Sur quatre mois, les utilisateurs de l’IA ont constamment sous-performé aux niveaux neuronal, linguistique et comportemental.
- Les participants utilisant ChatGpt ont présenté une réduction des connectivités célébrables (alpha et bêta).
- Les participants « Cerveau seul » ont montré une meilleure mémoire de rappel et une meilleure activation des zones célébrables. .
Ces résultats soulèvent des inquiétudes sur le long terme de la dépendance à l’IA , et mettent en évidence, notamment la nécessité d’une analyse plus approfondi du rôle de l’IA dans l’apprentissage
- Baisse de la mémoire : les participants qui se sont appuyés sur ChatGPT ne pouvaient pas se souvenir des phrases qu’ils avaient écrites quelques minutes plus tôt en raison d’une mémoire de travail apparente défaillante.
- Diminution de l’activité neuronale et de la concentration : les mesures ont montré que le cerveau fournit moins d’efforts lorsqu’il « transmet » la tâche de réflexion au modèle.
Cette diminution n’a pas été observée dans les groupes qui dépendaient de l’auto-écriture. - Baisse cognitive progressive : la surveillance comprenait les niveaux linguistiques, comportementaux et neurologiques, la dépendance excessive rend les participants moins capables d’analyser et de se concentrer, et plus dépendants de réponses prêtes à l’emploi
- Des écrits sans profondeur : les textes rédigés à l’aide de ChatGPT sont techniquement solides, mais ils sont décrits comme automatiques, dépourvus de contexte, et ne reflétant pas un véritable processus de réflexion de la part de l’auteur.
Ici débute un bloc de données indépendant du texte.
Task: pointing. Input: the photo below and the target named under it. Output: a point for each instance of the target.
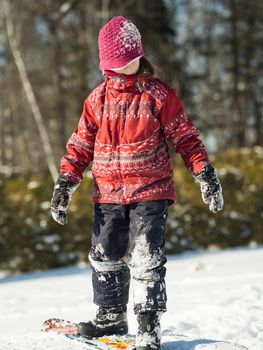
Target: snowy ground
(212, 296)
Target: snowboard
(170, 339)
(69, 330)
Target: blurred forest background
(210, 50)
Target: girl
(124, 129)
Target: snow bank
(212, 297)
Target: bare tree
(29, 90)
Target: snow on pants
(137, 229)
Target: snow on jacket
(123, 130)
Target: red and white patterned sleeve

L’étude soutient que les outils augmentent la capacité d’accomplir, mais qu’ils peuvent affaiblir la capacitive cognitive avec le temps, si leur utilisation passe du soutien, au remplacement complet.
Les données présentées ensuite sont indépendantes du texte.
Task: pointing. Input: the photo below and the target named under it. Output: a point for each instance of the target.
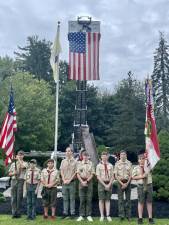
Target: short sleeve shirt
(123, 170)
(68, 168)
(21, 171)
(33, 176)
(50, 176)
(85, 169)
(137, 171)
(105, 172)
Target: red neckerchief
(49, 174)
(105, 169)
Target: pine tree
(160, 81)
(34, 58)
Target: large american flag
(84, 55)
(9, 127)
(151, 138)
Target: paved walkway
(7, 193)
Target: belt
(124, 180)
(106, 182)
(84, 179)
Ces résultats soulèvent des préoccupations quant aux implications éducatives à long terme et soulignent la nécessité d’approfondir l’enquête sur le rôle de l’IA dans l’apprentissage.
Le problème ne réside pas dans les outils, mais dans son utilisation.
Si l’utilisation n’est pas maîtrisée, cela pourrait entraîner des conséquences inquiétantes, notamment sur les jeunes.